A 53-year-old man returns for a review of his antihypertensive medication. He has attended multiple times, and his blood pressure has remained persistently elevated despite optimal therapy.
He reports increasing fatigue and wonders if his symptoms are due to his current medication.
Medications:
- Ramipril 10 mg OD
- Amlodipine 10 mg OD
- Bendroflumethiazide 2.5 mg OD
He takes no other drugs and has no known allergies.
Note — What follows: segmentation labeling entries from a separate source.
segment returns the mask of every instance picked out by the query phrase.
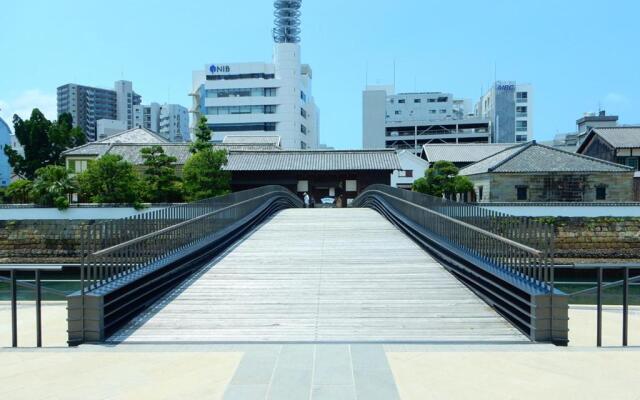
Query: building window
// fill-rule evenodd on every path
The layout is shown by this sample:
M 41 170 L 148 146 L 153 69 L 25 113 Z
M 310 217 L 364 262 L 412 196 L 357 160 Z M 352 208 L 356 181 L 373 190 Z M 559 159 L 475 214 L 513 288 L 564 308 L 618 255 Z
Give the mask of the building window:
M 526 142 L 527 135 L 516 135 L 516 142 Z
M 276 130 L 275 122 L 249 122 L 240 124 L 209 124 L 214 132 L 242 132 L 242 131 L 266 131 Z
M 527 116 L 527 106 L 516 106 L 516 117 L 525 118 Z
M 516 102 L 518 103 L 526 103 L 529 98 L 529 93 L 527 92 L 516 92 Z
M 518 201 L 524 201 L 528 199 L 529 187 L 528 186 L 516 186 L 516 199 Z
M 634 153 L 635 154 L 635 153 Z M 633 167 L 634 169 L 638 169 L 640 164 L 640 158 L 638 157 L 627 157 L 627 159 L 625 160 L 624 164 L 628 165 L 629 167 Z

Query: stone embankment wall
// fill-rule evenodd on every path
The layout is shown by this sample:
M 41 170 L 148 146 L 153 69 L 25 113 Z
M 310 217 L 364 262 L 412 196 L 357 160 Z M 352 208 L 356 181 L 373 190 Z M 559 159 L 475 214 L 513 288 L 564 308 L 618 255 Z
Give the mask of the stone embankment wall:
M 0 221 L 0 263 L 80 263 L 82 226 L 94 222 Z
M 640 218 L 545 217 L 558 259 L 640 259 Z M 94 220 L 0 221 L 0 263 L 79 263 L 83 225 Z
M 640 259 L 640 218 L 549 218 L 557 258 Z

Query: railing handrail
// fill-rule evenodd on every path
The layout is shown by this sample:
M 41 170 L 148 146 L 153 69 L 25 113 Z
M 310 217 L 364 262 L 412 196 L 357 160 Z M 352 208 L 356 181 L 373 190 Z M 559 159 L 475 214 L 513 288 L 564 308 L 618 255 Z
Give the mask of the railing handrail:
M 275 192 L 275 191 L 274 191 L 274 192 Z M 173 230 L 176 230 L 176 229 L 179 229 L 179 228 L 181 228 L 181 227 L 183 227 L 183 226 L 186 226 L 186 225 L 192 224 L 192 223 L 194 223 L 194 222 L 196 222 L 196 221 L 199 221 L 199 220 L 201 220 L 201 219 L 204 219 L 204 218 L 210 217 L 210 216 L 212 216 L 212 215 L 215 215 L 215 214 L 221 213 L 221 212 L 223 212 L 223 211 L 229 210 L 229 209 L 234 208 L 234 207 L 238 207 L 238 206 L 240 206 L 240 205 L 242 205 L 242 204 L 245 204 L 245 203 L 248 203 L 248 202 L 251 202 L 251 201 L 255 201 L 256 199 L 259 199 L 259 198 L 262 198 L 262 197 L 271 196 L 274 192 L 264 193 L 264 194 L 262 194 L 262 195 L 260 195 L 260 196 L 256 196 L 256 197 L 252 197 L 252 198 L 250 198 L 250 199 L 242 200 L 242 201 L 240 201 L 240 202 L 238 202 L 238 203 L 233 203 L 233 204 L 231 204 L 231 205 L 229 205 L 229 206 L 219 208 L 219 209 L 217 209 L 217 210 L 211 211 L 211 212 L 206 213 L 206 214 L 199 215 L 199 216 L 197 216 L 197 217 L 194 217 L 194 218 L 188 219 L 188 220 L 186 220 L 186 221 L 179 222 L 179 223 L 177 223 L 177 224 L 174 224 L 174 225 L 168 226 L 168 227 L 166 227 L 166 228 L 162 228 L 162 229 L 159 229 L 159 230 L 157 230 L 157 231 L 154 231 L 154 232 L 151 232 L 151 233 L 147 233 L 147 234 L 142 235 L 142 236 L 138 236 L 138 237 L 136 237 L 136 238 L 134 238 L 134 239 L 131 239 L 131 240 L 128 240 L 128 241 L 126 241 L 126 242 L 118 243 L 118 244 L 113 245 L 113 246 L 111 246 L 111 247 L 107 247 L 107 248 L 105 248 L 105 249 L 98 250 L 98 251 L 96 251 L 95 253 L 92 253 L 92 255 L 94 255 L 94 256 L 100 256 L 100 255 L 104 255 L 104 254 L 109 254 L 109 253 L 111 253 L 111 252 L 113 252 L 113 251 L 116 251 L 116 250 L 122 249 L 122 248 L 124 248 L 124 247 L 130 246 L 130 245 L 135 244 L 135 243 L 138 243 L 138 242 L 142 242 L 142 241 L 147 240 L 147 239 L 150 239 L 150 238 L 152 238 L 152 237 L 154 237 L 154 236 L 159 236 L 159 235 L 165 234 L 165 233 L 167 233 L 167 232 L 171 232 L 171 231 L 173 231 Z M 291 195 L 291 196 L 293 196 L 293 195 Z
M 403 203 L 409 204 L 410 206 L 413 206 L 413 207 L 419 208 L 419 209 L 421 209 L 421 210 L 423 210 L 423 211 L 426 211 L 426 212 L 428 212 L 428 213 L 430 213 L 430 214 L 435 214 L 435 215 L 437 215 L 437 216 L 438 216 L 438 217 L 440 217 L 440 218 L 446 219 L 447 221 L 450 221 L 450 222 L 453 222 L 453 223 L 458 224 L 458 225 L 460 225 L 460 226 L 463 226 L 463 227 L 465 227 L 465 228 L 471 229 L 471 230 L 473 230 L 473 231 L 475 231 L 475 232 L 478 232 L 478 233 L 480 233 L 480 234 L 482 234 L 482 235 L 488 236 L 488 237 L 490 237 L 490 238 L 492 238 L 492 239 L 496 239 L 496 240 L 501 241 L 501 242 L 503 242 L 503 243 L 506 243 L 506 244 L 508 244 L 508 245 L 510 245 L 510 246 L 517 247 L 517 248 L 519 248 L 520 250 L 526 251 L 526 252 L 528 252 L 528 253 L 530 253 L 530 254 L 533 254 L 533 255 L 535 255 L 535 256 L 542 256 L 542 255 L 544 255 L 544 252 L 542 252 L 542 251 L 540 251 L 540 250 L 538 250 L 538 249 L 534 249 L 533 247 L 530 247 L 530 246 L 524 245 L 524 244 L 522 244 L 522 243 L 518 243 L 518 242 L 516 242 L 516 241 L 514 241 L 514 240 L 511 240 L 511 239 L 505 238 L 505 237 L 503 237 L 503 236 L 497 235 L 497 234 L 495 234 L 495 233 L 493 233 L 493 232 L 489 232 L 489 231 L 487 231 L 487 230 L 484 230 L 484 229 L 479 228 L 479 227 L 477 227 L 477 226 L 475 226 L 475 225 L 472 225 L 472 224 L 466 223 L 466 222 L 464 222 L 464 221 L 460 221 L 459 219 L 455 219 L 455 218 L 449 217 L 448 215 L 445 215 L 445 214 L 439 213 L 439 212 L 437 212 L 437 211 L 430 210 L 430 209 L 428 209 L 427 207 L 421 206 L 421 205 L 419 205 L 419 204 L 412 203 L 412 202 L 410 202 L 410 201 L 408 201 L 408 200 L 402 199 L 402 198 L 397 197 L 397 196 L 393 196 L 393 195 L 392 195 L 392 194 L 390 194 L 390 193 L 386 193 L 386 192 L 383 192 L 383 191 L 378 190 L 378 189 L 370 189 L 370 190 L 367 190 L 367 192 L 368 192 L 368 193 L 376 192 L 376 193 L 380 193 L 380 194 L 383 194 L 383 195 L 386 195 L 386 196 L 389 196 L 389 197 L 393 197 L 394 199 L 396 199 L 396 200 L 398 200 L 398 201 L 400 201 L 400 202 L 403 202 Z
M 183 205 L 184 208 L 161 209 L 143 216 L 106 220 L 86 226 L 82 235 L 81 294 L 84 296 L 86 287 L 89 290 L 97 289 L 115 276 L 122 277 L 150 262 L 187 251 L 188 246 L 196 245 L 212 233 L 205 226 L 218 219 L 218 215 L 222 215 L 221 220 L 224 220 L 227 213 L 246 214 L 250 212 L 249 209 L 258 209 L 261 204 L 266 204 L 269 198 L 278 199 L 277 202 L 284 201 L 290 206 L 301 206 L 302 203 L 285 187 L 268 185 L 188 203 Z M 169 236 L 175 236 L 174 239 L 179 239 L 180 243 L 172 241 L 162 246 L 147 245 L 167 240 Z M 110 257 L 115 258 L 107 262 L 106 259 Z M 132 261 L 126 261 L 124 258 L 127 257 Z

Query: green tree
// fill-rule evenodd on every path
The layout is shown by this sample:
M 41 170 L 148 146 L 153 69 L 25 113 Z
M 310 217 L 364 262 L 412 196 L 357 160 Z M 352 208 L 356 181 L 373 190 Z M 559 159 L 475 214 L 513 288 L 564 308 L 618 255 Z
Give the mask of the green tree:
M 30 193 L 31 181 L 28 179 L 18 179 L 7 186 L 5 196 L 12 203 L 25 204 L 29 203 Z
M 13 171 L 20 177 L 34 179 L 36 170 L 47 165 L 61 165 L 60 154 L 86 142 L 80 128 L 74 128 L 71 114 L 62 114 L 58 121 L 51 122 L 34 108 L 27 120 L 13 116 L 16 138 L 22 145 L 24 155 L 10 146 L 4 146 Z
M 191 152 L 197 153 L 199 151 L 213 148 L 211 144 L 211 129 L 207 125 L 207 117 L 202 116 L 198 119 L 198 126 L 194 130 L 196 140 L 191 143 Z
M 205 149 L 189 157 L 182 174 L 187 200 L 197 201 L 229 193 L 231 175 L 222 170 L 226 164 L 225 150 Z
M 466 176 L 458 175 L 459 169 L 452 162 L 436 161 L 412 186 L 416 192 L 432 196 L 452 198 L 456 193 L 473 190 L 473 183 Z
M 106 154 L 89 163 L 78 183 L 81 198 L 92 203 L 138 205 L 140 201 L 140 179 L 133 165 L 119 155 Z
M 69 208 L 71 194 L 78 190 L 69 171 L 59 165 L 48 165 L 36 170 L 36 179 L 31 186 L 31 198 L 42 206 L 56 206 L 60 210 Z
M 158 203 L 182 201 L 182 184 L 176 175 L 177 159 L 165 154 L 162 146 L 140 150 L 144 159 L 145 200 Z

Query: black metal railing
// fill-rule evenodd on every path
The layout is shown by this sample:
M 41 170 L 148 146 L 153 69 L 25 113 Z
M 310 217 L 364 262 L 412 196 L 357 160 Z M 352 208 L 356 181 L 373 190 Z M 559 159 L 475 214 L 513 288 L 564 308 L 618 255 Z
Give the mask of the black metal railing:
M 263 186 L 88 225 L 82 237 L 81 292 L 193 251 L 274 199 L 291 207 L 302 205 L 300 199 L 282 186 Z
M 568 343 L 552 226 L 386 185 L 368 187 L 353 206 L 385 216 L 531 340 Z
M 354 206 L 373 205 L 374 194 L 415 224 L 482 261 L 553 291 L 553 226 L 386 185 L 368 187 Z
M 36 347 L 42 347 L 42 292 L 58 296 L 65 296 L 59 290 L 42 287 L 41 271 L 60 271 L 61 265 L 0 265 L 0 271 L 9 272 L 9 278 L 0 276 L 0 282 L 9 284 L 11 307 L 11 347 L 18 347 L 18 288 L 23 287 L 34 291 L 36 307 Z M 18 280 L 19 272 L 33 272 L 34 283 Z
M 640 264 L 576 264 L 577 271 L 591 270 L 596 272 L 596 284 L 588 289 L 569 294 L 569 297 L 596 295 L 596 346 L 602 347 L 602 305 L 603 291 L 622 286 L 622 346 L 629 344 L 629 285 L 640 282 L 640 275 L 630 277 L 631 271 L 640 271 Z M 605 271 L 622 273 L 622 279 L 605 283 Z

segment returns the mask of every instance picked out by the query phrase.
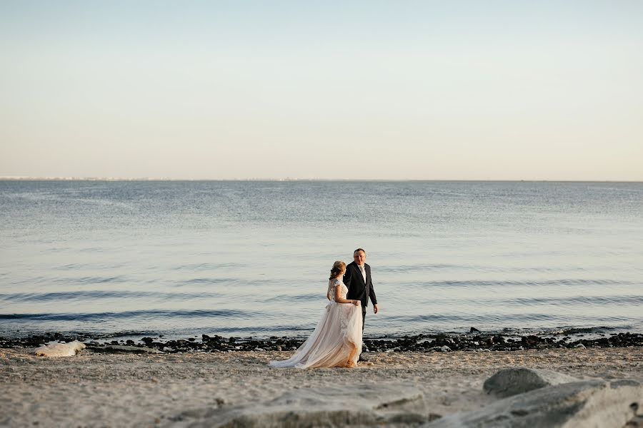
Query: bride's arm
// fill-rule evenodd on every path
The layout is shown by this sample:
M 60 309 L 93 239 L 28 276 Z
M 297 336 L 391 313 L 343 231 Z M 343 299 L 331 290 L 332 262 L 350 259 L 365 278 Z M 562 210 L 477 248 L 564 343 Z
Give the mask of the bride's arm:
M 337 285 L 335 285 L 335 302 L 337 302 L 337 303 L 350 303 L 351 305 L 354 305 L 355 306 L 359 305 L 359 300 L 347 300 L 346 299 L 342 299 L 340 292 L 341 288 L 341 284 L 337 284 Z

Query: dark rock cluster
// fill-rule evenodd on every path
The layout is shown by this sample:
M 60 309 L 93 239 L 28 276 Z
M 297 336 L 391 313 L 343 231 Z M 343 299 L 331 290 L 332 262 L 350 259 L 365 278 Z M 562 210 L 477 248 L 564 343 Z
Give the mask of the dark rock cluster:
M 643 346 L 643 335 L 639 333 L 613 333 L 598 338 L 584 338 L 583 335 L 574 336 L 503 336 L 497 334 L 485 335 L 472 329 L 474 334 L 466 335 L 417 335 L 402 337 L 365 337 L 364 351 L 372 352 L 449 352 L 449 351 L 515 351 L 522 350 L 543 350 L 557 347 L 588 348 Z M 143 337 L 138 342 L 127 340 L 96 341 L 82 335 L 65 335 L 61 333 L 46 333 L 21 338 L 0 337 L 0 347 L 37 347 L 51 342 L 85 342 L 94 351 L 110 351 L 106 345 L 126 345 L 145 347 L 163 352 L 216 352 L 232 351 L 294 351 L 304 342 L 303 339 L 271 337 L 269 339 L 251 337 L 223 337 L 219 335 L 202 335 L 201 340 L 196 337 L 187 340 L 162 340 L 158 337 Z M 113 351 L 114 349 L 112 348 Z

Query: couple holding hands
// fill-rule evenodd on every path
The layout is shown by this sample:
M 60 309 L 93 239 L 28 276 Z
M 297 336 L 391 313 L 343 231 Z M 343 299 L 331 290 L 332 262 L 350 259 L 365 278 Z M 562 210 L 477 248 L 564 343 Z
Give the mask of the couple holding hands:
M 330 302 L 315 331 L 292 357 L 271 361 L 272 367 L 311 369 L 354 367 L 362 357 L 362 333 L 369 298 L 377 313 L 377 299 L 371 279 L 371 267 L 366 264 L 366 252 L 357 248 L 353 262 L 347 265 L 337 261 L 331 269 L 326 297 Z

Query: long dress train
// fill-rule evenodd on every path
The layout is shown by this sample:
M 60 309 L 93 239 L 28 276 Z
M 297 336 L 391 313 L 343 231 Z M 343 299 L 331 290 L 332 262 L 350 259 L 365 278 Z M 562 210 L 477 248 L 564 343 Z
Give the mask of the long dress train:
M 315 331 L 294 355 L 284 361 L 271 361 L 271 367 L 352 367 L 362 353 L 362 307 L 335 302 L 335 287 L 344 299 L 348 288 L 341 280 L 329 281 L 331 301 L 326 305 Z

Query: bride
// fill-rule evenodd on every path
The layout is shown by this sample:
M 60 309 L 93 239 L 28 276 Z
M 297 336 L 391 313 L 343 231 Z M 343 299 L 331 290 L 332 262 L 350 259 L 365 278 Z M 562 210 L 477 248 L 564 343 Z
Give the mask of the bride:
M 359 300 L 347 300 L 342 281 L 346 264 L 337 261 L 331 270 L 326 297 L 330 300 L 315 331 L 294 355 L 284 361 L 271 361 L 271 367 L 354 367 L 362 353 L 362 307 Z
24-hour BP monitoring: Average BP 161/92 mmHg
Recent blood tests:
- Hb: 14.6 g/dL
- WCC: 5.6 × 10⁹/L (Neutrophils: 2.8)
- Sodium: 147 mmol/L
- Potassium: 2.9 mmol/L
- Urea: 5.8 mmol/L, Creatinine: 87 µmol/L
- TSH: 3.4 mU/L
- Free T4: 5.3 pmol/L
- Random glucose: 8.1 mmol/L
Show Answer
The most likely diagnosis is primary hyperaldosteronism, also known as Conn’s syndrome, when caused by an adrenal adenoma. In this case, the presence of difficult-to-control hypertension, persistent hypokalaemia, and a high-normal sodium level strongly points towards an underlying mineralocorticoid excess.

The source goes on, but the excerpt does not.